L’indagine prosegue poi con un ritorno alle origini del Sufismo (cap.2): la letteratura sufi, infatti, ha spesso cercato di far risalire pratiche e tendenze mistiche e ascetiche ai tempi del Profeta e dei suoi Compagni. È un punto, questo, di non secondaria importanza. Nel corso della storia, vari sono stati (e tuttora sono, vale la pena specificarlo) i detrattori del Sufismo, ossia coloro che gettano un’occhiata di diniego a questo fenomeno. Chi si colloca tra costoro tende, infatti, a leggere nella mistica musulmana un quid antitetico all’Islam che essi tentano di presentare come autentico
, puro
. Essi vedono, cioè, nel Sufismo un elemento contrario a quelli che essi considerano i principi dell’Islam e della pratica musulmana. È bene però ricordare che il Sufismo cerca sempre di ancorarsi ai detti e fatti del Profeta dell’Islam, i ḥadīth, e di puntellare i suoi concetti principali e i suoi obiettivi proprio su di essi. Notevole, anzi precipua è l’importanza data a Dio, con il quale si cerca di raggiungere un’unione, un’estinzione in Lui, così come al Profeta. Come accade per i comuni fedeli musulmani ordinari, così anche per i sufi Muḥammad (Maometto) è la figura su cui modellare la propria vita e da cui trarre esempio per condurre una vita all’insegna dei principi della fede musulmana.
Sufi procede poi analizzando una figura che spesso, nella letteratura tradizionale sufi, viene presentata come archetipica: quella, cioè, di al-Ḥasan al-Baṣrī. Si ripercorrerà la parabola biografica di questa figura, le principali vicende e si menzioneranno le sue opere più importanti, per cogliere l’essenza del suo pensiero e per capire quale influenza egli abbia esercitato sul Sufismo successivo. Di qui poi si proseguirà per vedere quali varietà devozionali abbiano preso avvio da lui.
Prima di passare ad analizzare un’altra delle figure più celebri del Sufismo, quella di Rābi‘a al-‘Adawiyya e del suo amore passionale con Dio, si è deciso di ritagliare spazio per una digressione sulla figura femminile. La donna, infatti, ha un ruolo non secondario nella storia e nell’evoluzione del Sufismo, anche se spesso si tende a dare prevalenza alla componente maschile, che ha sicuramente – per ragioni storiche, sociali e culturali – avuto maggiore possibilità di espressione e maggiore libertà di operare. Si indagherà, quindi, la figura della donna vista sotto la luce del ruolo che spesso le società le assegna per vedere se e quanto la condizione sociale abbia influito sulla sua possibilità di avvicinarsi alla mistica e di dare avvio ad attività proprie.

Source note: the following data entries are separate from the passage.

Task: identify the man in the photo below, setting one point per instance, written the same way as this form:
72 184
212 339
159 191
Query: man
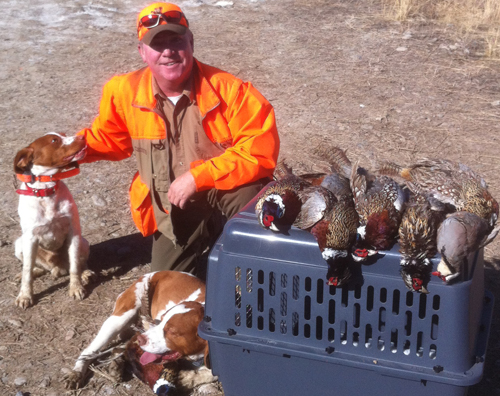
204 140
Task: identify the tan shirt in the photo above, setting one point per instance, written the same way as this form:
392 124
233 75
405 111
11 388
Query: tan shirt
186 142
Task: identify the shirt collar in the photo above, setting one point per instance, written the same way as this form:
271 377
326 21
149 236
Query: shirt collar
188 90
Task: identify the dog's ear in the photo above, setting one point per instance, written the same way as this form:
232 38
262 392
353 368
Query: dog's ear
208 364
23 159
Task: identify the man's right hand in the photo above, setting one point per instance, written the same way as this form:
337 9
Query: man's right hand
181 190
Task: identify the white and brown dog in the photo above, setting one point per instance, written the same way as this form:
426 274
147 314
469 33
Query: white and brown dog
175 301
51 238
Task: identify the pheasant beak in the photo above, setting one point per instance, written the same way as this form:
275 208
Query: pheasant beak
333 281
267 220
361 253
439 275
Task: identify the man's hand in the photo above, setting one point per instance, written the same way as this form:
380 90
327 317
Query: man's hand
181 190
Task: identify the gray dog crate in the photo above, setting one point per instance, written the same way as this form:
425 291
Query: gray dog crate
275 328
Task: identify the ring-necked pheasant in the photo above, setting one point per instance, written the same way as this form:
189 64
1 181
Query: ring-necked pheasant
336 233
447 182
461 234
292 200
378 200
454 184
417 242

La trattazione proseguirà quindi soffermandosi sul concetto di tawakkul, ossia di fiducia in Dio e nel progetto divino che – stan-do alla tradizione sufi più accreditata – avrebbe preso origine con Shaqīq al-Balkhī (cap.3). Si tratta di un punto fondamentale già per il credente ordinario che nel Sufismo assume un’importanza effettivamente basilare. Non si può prescindere dal comprendere questo punto prima di proseguire l’indagine sulla mistica musulmana. Si cercherà quindi di vedere più da vicino di che cosa si tratti e come sia stato interpretato da alcuni sufi, per offrire al lettore una panoramica più ampia.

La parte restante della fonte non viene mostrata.